Australia shuns the Biosafety Protocol
Australia is one of a few countries to shun the UN Protocol on Biosafety that most countries will adopt in Nagoya, Japan, next week. The protocol is a global quarantine and customs treaty to protect the environment and human health from genetically manipulated organisms (GMOs).
The treaty tries to minimize risks of international transfer, handling and use of GMOs and is the first & only protocol negotiated by parties to the Convention on Biological Diversity (CBD).
“As a party to the CBD, Australia ought to join the protocol and cooperate with the 160 other countries that are already members,” says Gene Ethics Director, Bob Phelps.

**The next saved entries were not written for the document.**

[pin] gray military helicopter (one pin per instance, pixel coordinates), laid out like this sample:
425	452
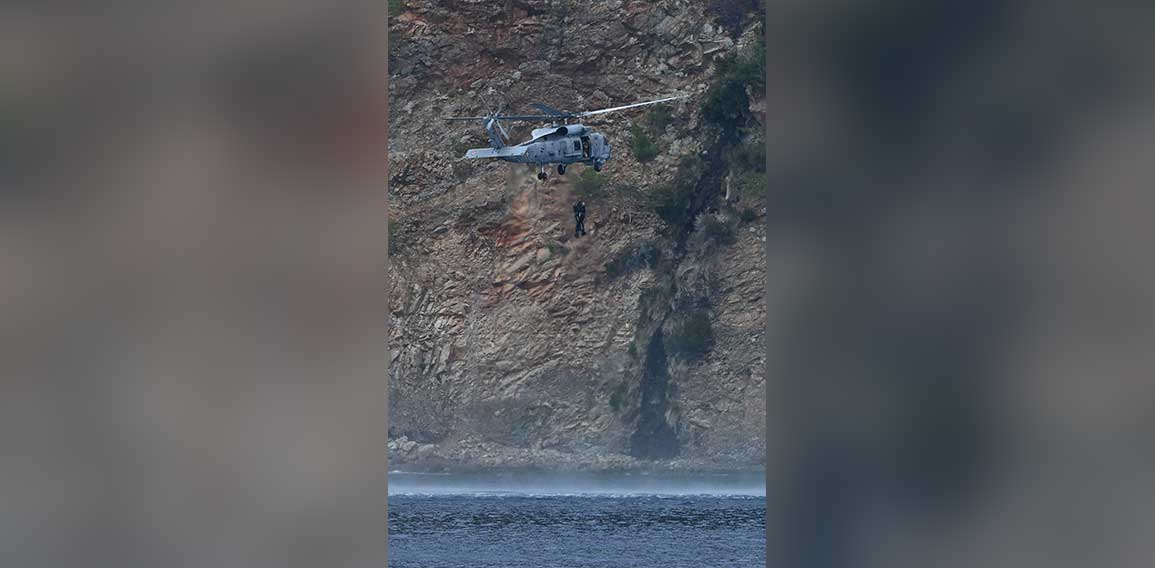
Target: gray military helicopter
559	143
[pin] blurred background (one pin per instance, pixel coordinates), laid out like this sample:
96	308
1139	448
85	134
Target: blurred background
961	292
193	252
962	367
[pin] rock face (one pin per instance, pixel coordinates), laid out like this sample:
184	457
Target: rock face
514	344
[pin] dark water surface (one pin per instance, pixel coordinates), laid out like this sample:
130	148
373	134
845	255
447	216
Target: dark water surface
451	522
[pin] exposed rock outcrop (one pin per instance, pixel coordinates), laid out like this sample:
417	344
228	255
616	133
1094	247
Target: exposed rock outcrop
514	344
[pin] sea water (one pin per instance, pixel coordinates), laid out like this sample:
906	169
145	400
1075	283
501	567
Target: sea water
575	521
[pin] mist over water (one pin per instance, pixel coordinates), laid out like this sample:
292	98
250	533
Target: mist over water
569	521
530	484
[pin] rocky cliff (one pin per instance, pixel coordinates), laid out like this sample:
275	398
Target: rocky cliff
514	344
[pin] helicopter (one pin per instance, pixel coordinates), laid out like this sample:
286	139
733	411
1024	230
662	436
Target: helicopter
561	143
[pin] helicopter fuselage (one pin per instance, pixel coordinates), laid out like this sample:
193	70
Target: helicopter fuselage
559	144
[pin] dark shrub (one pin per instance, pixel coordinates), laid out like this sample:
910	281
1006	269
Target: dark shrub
693	337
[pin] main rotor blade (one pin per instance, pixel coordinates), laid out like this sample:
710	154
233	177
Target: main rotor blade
549	110
501	117
587	113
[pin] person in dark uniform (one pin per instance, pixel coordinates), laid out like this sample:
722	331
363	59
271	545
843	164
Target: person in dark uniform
580	218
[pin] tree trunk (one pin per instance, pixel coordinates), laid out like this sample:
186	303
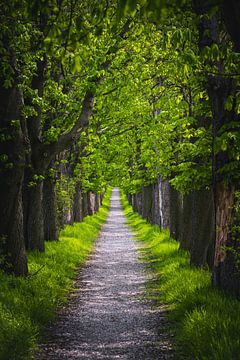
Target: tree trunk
78	204
226	274
175	213
202	228
51	231
147	203
12	149
85	204
34	218
91	202
187	218
164	202
156	205
97	202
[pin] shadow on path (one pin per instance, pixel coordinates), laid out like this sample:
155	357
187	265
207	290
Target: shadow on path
108	316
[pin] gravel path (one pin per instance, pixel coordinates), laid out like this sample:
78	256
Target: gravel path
110	316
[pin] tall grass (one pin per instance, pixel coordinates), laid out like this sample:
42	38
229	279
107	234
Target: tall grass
27	305
206	322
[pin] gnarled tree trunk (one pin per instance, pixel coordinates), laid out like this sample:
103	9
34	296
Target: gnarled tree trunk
78	204
51	231
12	149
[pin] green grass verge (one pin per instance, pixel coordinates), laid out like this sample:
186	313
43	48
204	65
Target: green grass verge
206	322
27	305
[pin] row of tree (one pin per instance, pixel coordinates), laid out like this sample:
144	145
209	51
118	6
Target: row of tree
121	92
175	111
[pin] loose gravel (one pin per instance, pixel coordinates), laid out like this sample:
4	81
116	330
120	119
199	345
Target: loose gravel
109	315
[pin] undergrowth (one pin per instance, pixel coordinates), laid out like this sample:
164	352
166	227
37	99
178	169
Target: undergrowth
27	305
206	322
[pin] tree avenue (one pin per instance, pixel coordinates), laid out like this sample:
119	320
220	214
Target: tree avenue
142	95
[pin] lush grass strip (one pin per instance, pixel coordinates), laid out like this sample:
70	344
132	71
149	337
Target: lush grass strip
206	322
27	305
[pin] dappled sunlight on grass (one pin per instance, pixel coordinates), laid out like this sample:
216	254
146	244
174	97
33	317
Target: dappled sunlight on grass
27	305
206	322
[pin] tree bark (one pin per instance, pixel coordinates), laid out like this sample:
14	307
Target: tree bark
85	204
147	203
12	149
187	218
202	232
175	213
164	202
78	204
51	231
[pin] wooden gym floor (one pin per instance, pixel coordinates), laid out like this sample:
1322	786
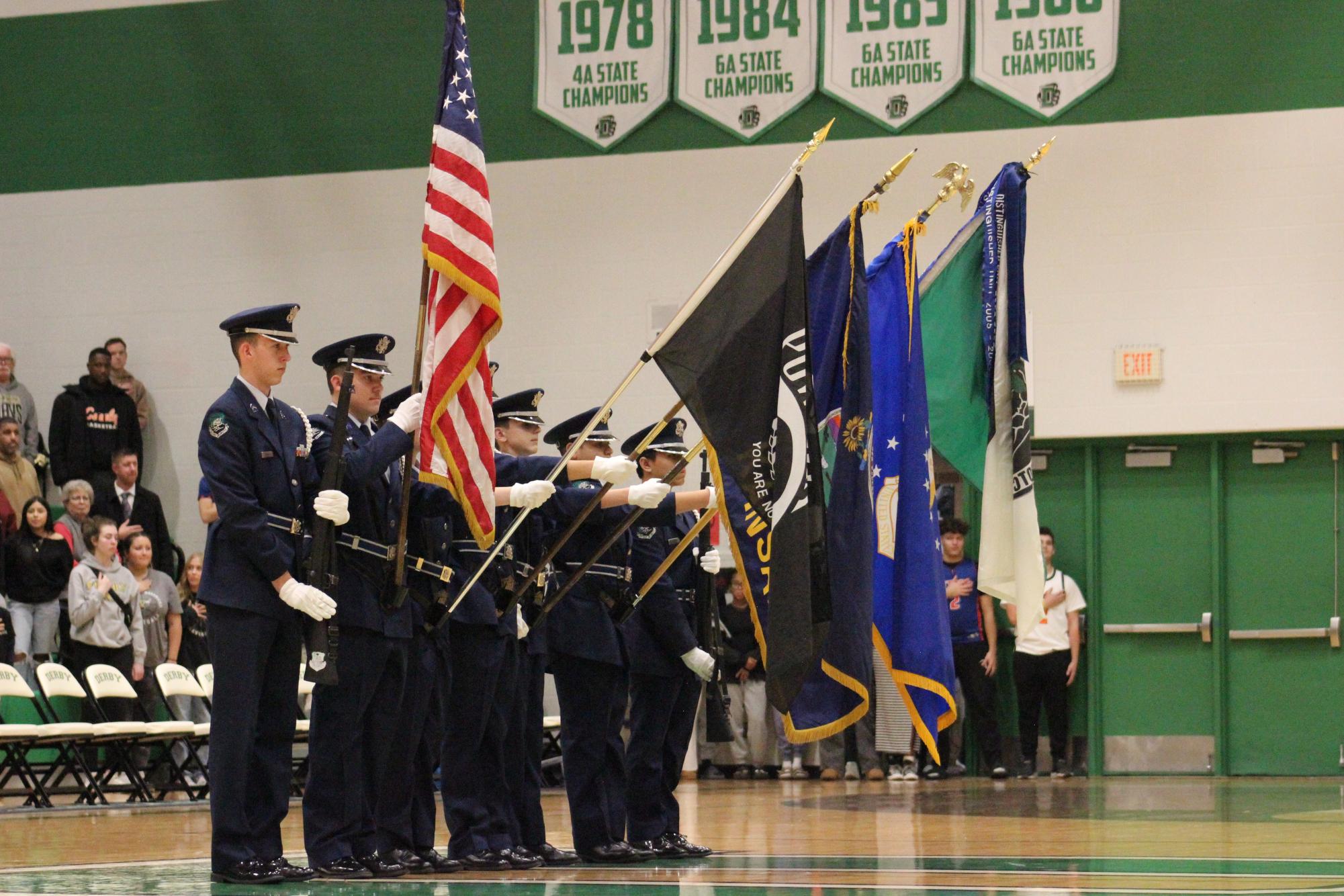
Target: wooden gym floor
1079	836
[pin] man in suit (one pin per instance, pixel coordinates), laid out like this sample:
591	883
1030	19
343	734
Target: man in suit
255	455
666	663
136	508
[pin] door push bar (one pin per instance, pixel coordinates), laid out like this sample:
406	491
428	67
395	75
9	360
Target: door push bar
1204	628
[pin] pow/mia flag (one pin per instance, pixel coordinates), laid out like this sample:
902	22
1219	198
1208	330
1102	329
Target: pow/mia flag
740	362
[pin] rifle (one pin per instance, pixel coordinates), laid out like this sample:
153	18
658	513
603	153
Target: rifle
323	637
718	730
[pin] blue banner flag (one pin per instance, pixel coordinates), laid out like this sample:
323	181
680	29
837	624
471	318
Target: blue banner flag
910	625
835	695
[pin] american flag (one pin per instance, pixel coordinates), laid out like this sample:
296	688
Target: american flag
464	302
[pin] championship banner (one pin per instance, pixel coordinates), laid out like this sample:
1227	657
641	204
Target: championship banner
1044	56
893	61
746	64
602	65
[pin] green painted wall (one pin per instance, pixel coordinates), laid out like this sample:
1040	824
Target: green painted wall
249	89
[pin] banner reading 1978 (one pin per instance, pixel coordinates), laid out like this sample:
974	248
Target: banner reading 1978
1044	56
602	66
893	60
746	64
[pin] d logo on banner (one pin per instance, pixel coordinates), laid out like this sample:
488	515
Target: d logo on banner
895	60
746	64
602	69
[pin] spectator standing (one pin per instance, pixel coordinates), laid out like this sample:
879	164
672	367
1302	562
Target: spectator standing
126	381
975	647
1046	664
105	621
748	707
89	421
37	566
135	508
17	402
18	476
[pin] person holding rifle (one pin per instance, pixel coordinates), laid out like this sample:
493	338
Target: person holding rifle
255	453
666	663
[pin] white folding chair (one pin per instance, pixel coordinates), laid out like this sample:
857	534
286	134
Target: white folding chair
54	680
177	682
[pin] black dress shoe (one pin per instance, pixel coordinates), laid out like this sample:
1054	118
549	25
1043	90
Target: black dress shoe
292	874
439	864
692	851
660	847
554	856
617	854
347	868
248	872
521	858
413	863
382	866
486	860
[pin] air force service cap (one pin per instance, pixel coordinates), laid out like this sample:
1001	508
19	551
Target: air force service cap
521	406
272	322
565	432
371	353
668	441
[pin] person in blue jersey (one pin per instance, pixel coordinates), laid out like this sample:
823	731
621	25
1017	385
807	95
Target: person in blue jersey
586	648
255	453
353	719
664	660
975	641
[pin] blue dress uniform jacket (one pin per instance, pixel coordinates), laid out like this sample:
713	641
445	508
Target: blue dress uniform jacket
252	471
663	625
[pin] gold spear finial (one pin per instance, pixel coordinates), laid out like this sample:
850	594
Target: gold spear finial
817	139
1036	156
954	175
881	187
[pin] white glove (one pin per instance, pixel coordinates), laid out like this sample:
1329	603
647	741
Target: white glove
699	663
613	469
647	495
530	495
308	600
408	414
332	506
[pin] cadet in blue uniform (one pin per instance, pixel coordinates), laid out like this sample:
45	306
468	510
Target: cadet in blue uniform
588	654
664	663
353	721
406	808
255	455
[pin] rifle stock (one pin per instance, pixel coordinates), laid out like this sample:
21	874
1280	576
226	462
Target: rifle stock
323	637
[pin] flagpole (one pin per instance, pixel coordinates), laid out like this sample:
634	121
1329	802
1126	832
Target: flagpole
409	467
687	308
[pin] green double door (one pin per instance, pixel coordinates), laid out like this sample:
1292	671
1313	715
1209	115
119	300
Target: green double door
1211	593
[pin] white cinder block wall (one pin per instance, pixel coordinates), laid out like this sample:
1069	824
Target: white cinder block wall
1216	238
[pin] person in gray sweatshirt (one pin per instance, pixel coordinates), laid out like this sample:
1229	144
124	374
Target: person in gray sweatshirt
105	621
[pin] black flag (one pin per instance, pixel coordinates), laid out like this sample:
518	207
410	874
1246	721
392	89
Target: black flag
740	362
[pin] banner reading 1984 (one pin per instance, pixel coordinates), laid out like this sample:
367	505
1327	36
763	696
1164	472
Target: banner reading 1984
1044	56
602	66
893	60
746	64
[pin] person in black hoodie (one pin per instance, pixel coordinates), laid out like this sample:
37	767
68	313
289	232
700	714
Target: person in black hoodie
91	421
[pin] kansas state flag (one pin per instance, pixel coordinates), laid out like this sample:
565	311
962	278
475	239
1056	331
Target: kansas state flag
835	694
910	625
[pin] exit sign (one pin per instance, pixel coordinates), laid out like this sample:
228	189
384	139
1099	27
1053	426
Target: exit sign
1138	365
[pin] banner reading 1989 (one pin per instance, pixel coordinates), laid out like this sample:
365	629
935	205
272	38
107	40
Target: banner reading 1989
746	64
602	66
893	60
1044	56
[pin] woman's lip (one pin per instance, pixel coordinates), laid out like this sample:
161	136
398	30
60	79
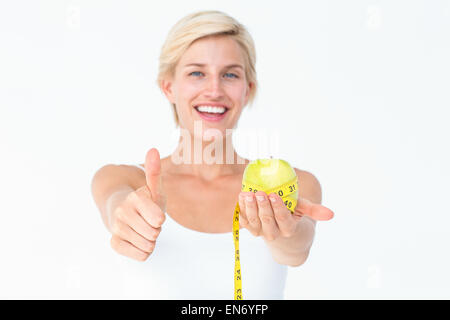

“Australia should repudiate the US government and GM industry stance that seeks to undermine the protocol. The USA is not even a party to the Biodiversity Convention.
“The Australian government claims the protocol may be used as a non-tariff barrier to trade but most other countries now see this key protocol as no threat to free trade. Of 18 members of the Cairns Group of agricultural exporting countries (led by Australia) that tried to scuttle the protocol, 13 have now ratified or acceded to the Protocol.
“The only Cairns Group countries still outside the protocol are Australia, Argentina, Canada, Chile and Uruguay.
“Australian governments must only back the production and export of GM crops if it is done safely for all countries.”
Gene Ethics has asked Trade Minister Craig Emerson to strongly advocate for the Australian Government, in this term of office, to:
* sign, ratify and enforce the Biosafety Protocol;
* support the liability and redress provisions of the Protocol;
* support global bans on Gene Use Restriction (Terminator sterile seed) Technologies, synthetic biology and geo-engineering (See: http://www.cbd.int/sbstta14/);
* integrate biosafety issues into Australia’s National Biodiversity Strategy 2010-2020;
* amend the Commonwealth Environmental and Biodiversity Conservation (EPBC) and Gene Technology Acts to fully protect biodiversity and human health from GMOs;
* fund a Centre of Excellence for Biosafety, to research the negative impacts of GMOs;
* review and redress the shortcomings in the OGTR and FSANZ regulators.